Por Beltrán Villegas
Hch 2,14.22-28; 1 Ped 1,17-21: Lc 24,13-35
Este hermosísimo relato, que hace vibrar fibras íntimas de nuestro ser, está pensado para que todos los cristianos reconozcamos en él nuestra experiencia específica de creyentes en el Resucitado.
Este relato nos muestra la transformación que se da en dos discípulos subrayando el contraste entre su viaje de Jerusalén a Emaús tristes, decepcionados y con los ojos cerrados, y su regreso de Emaús a Jerusalén alegres después que se les abrieron los ojos. Lo que determina esa transformación es un encuentro con Jesús resucitado, sin conciencia de su identidad y que tiene lugar en dos etapas: una de diálogo en el camino, y otra de hospitalidad en su casa; el diálogo, en torno al designio de Dios revelado en las Sagradas Escrituras, les deja ardiendo el corazón; la hospitalidad, llevada hasta el extremo de pedirle al “forastero” que presida la cena bendiciendo y partiendo el pan, crea la coyuntura apropiada para que finalmente se les abran los ojos y reconozcan a Jesús en ese forastero.

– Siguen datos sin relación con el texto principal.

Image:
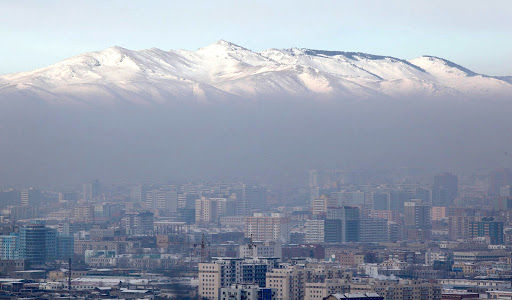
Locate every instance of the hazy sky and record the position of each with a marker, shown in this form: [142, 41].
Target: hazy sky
[475, 34]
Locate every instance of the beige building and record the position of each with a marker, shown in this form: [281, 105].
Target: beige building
[321, 290]
[210, 276]
[288, 283]
[400, 290]
[263, 228]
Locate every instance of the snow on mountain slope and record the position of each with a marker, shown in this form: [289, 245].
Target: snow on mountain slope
[224, 70]
[461, 79]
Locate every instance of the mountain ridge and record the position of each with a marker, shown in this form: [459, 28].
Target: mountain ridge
[224, 70]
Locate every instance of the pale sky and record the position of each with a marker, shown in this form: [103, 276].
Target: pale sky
[475, 34]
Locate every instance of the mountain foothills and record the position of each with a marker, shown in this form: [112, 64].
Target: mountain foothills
[225, 71]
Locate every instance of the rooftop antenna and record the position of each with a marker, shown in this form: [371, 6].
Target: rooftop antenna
[204, 248]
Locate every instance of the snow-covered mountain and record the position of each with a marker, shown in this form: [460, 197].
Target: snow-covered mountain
[224, 70]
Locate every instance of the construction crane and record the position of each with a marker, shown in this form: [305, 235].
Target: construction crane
[204, 248]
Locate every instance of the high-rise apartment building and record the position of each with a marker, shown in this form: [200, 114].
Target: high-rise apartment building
[273, 227]
[417, 214]
[499, 178]
[445, 189]
[38, 243]
[315, 231]
[9, 246]
[373, 230]
[139, 222]
[91, 191]
[225, 272]
[350, 222]
[487, 227]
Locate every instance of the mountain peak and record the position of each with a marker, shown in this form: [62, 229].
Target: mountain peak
[224, 45]
[224, 68]
[434, 64]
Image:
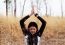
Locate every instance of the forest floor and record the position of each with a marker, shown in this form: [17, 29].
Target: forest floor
[11, 32]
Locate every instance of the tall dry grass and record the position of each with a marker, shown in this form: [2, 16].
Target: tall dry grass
[11, 34]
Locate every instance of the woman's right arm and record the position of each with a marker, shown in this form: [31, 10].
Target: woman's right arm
[23, 25]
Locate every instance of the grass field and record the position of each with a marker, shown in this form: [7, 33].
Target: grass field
[11, 34]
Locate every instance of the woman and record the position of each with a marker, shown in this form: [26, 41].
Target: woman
[32, 34]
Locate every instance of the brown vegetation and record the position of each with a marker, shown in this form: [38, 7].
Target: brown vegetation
[11, 34]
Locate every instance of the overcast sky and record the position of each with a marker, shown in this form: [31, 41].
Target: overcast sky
[54, 5]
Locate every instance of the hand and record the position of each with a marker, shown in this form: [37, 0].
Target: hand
[36, 15]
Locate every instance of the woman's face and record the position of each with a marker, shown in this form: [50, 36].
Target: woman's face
[33, 30]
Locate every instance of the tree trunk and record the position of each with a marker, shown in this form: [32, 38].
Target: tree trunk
[61, 9]
[6, 7]
[15, 8]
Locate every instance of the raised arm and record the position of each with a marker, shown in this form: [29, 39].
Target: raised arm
[23, 25]
[42, 26]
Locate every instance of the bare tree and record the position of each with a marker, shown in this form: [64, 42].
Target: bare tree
[23, 7]
[7, 3]
[15, 8]
[46, 7]
[61, 9]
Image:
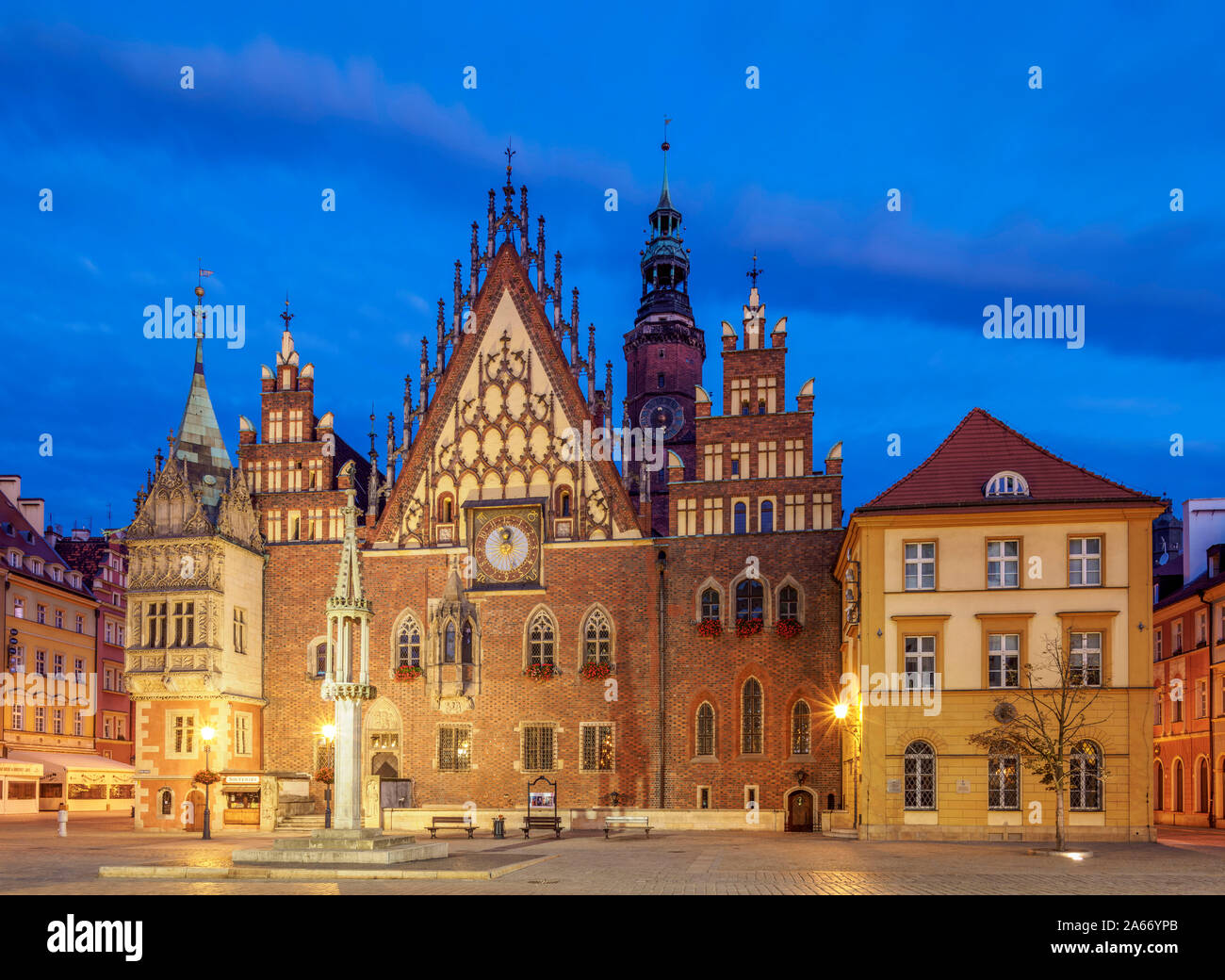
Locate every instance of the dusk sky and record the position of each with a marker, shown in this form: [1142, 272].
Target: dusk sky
[1058, 195]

Destaquemos algunos elementos más significativos. Ante todo, que la fe auténtica en Jesús supone una conciencia muy clara de que, sin su resurrección, toda su actividad y su enseñanza son, en última instancia, factores de decepción; si Jesús no ha resucitado y no es una presencia activa en la historia humana, la esperanza de salvación para los pobres y pecadores despertada por él, se vuelve una quimera ilusoria que tendríamos que enterrar. Sin resurrección de Jesús, el cristianismo se reduce a una ideología que, a la larga, decepciona y se eclipsa, como todas las ideologías que despiertan ilusiones: “Esperábamos…»
Un segundo punto que merece ser puesto de relieve, es que el reconocimiento de Jesús resucitado como el que, sin darnos cuenta, va caminando con nosotros por el camino de la vida, está vinculado con la comprensión “cordial” (y no solo cerebral) de la Sagrada Escritura: sin ella, que nos permite descubrir su sentido dentro del designio global de Dios respecto del destino de la historia humana, la resurrección de Jesús podría presentarse a nuestros ojos como un hecho puntual, como un milagro más, pero no como la luz que todo lo ilumina y el centro al que todo converge.

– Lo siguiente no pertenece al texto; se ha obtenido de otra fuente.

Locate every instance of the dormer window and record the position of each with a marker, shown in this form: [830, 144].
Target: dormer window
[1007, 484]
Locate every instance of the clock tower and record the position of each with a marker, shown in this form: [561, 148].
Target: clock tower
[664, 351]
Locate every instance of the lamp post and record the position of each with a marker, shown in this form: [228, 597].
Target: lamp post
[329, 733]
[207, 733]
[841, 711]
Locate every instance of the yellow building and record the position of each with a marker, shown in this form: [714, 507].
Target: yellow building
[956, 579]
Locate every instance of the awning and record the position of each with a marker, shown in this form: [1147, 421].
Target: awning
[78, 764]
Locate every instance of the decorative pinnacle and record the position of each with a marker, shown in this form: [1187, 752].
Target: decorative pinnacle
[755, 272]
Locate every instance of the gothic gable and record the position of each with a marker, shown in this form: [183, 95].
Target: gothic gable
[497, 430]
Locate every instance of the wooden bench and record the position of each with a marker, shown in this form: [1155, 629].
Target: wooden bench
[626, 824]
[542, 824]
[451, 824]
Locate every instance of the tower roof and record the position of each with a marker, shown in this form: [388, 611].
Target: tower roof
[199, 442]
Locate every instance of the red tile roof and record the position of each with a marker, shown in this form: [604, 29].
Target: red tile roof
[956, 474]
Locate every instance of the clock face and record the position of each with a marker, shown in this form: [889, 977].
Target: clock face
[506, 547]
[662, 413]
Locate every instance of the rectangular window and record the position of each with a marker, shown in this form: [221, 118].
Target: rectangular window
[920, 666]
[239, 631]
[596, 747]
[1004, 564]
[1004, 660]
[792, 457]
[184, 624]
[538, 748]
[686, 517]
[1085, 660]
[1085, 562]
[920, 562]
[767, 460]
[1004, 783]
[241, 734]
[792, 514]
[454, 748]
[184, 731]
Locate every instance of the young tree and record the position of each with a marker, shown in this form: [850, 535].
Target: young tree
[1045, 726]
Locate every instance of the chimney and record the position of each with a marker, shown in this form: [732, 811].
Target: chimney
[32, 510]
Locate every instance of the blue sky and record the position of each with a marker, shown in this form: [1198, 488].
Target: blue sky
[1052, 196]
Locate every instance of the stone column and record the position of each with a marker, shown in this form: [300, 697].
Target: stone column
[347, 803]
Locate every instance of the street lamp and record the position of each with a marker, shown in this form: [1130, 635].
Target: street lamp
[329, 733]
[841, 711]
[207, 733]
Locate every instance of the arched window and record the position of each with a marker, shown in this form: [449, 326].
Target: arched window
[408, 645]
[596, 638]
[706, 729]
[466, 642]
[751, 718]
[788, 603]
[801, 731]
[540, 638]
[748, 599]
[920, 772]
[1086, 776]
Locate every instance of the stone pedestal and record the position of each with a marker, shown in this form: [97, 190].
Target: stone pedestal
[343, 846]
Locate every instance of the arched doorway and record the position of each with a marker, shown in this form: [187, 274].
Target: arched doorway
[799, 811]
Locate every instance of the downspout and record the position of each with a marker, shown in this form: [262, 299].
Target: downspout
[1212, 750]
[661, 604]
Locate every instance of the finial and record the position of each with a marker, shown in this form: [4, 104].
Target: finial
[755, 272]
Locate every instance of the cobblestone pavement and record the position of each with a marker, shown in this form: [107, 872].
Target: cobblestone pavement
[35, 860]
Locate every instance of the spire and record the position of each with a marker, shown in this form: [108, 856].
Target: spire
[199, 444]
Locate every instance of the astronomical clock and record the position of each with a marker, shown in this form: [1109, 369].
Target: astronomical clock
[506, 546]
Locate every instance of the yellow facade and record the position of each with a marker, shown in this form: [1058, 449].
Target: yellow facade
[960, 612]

Un tercer punto importante es aceptar de antemano que Jesús se nos ofrezca o se nos presente como de incógnito, escondido en el hambriento, el sediento y el forastero (cf. Mt 25, 34-45).
La experiencia de todos los cristianos auténticos es que, al tomar en serio lo que Jesús nos dice sobre su identificación con los necesitados, y al atender a estos con desinterés y generosidad, la presencia de Jesús en ellos se vuelve de veras palpable y como “evidente”.
Un último punto -demasiado claro- es que la experiencia de Jesús como el que vive con nosotros, y para nosotros, hoy, se da sobre todo en la Eucaristía –“la fracción del pan” fue su primer nombre-, cuando se toma conciencia de que la actitud que revela definitivamente lo que Jesús es y lo que pide de nosotros, es la de llegar a ser para los demás como un pan que se parte para que todos puedan comer de él. Cuando, pasando más allá de gestos que pueden hacerse rutinarios, llegamos a participar en la Eucaristía haciendo nuestro su significado profundo, se nos está mostrando el rostro auténtico de Jesús, el Señor resucitado, el que nos acompaña en nuestro caminar y el quiere que lo forcemos a entrar en nuestra casa diciéndole “Quédate en nosotros, Señor, que el día ya se acaba”.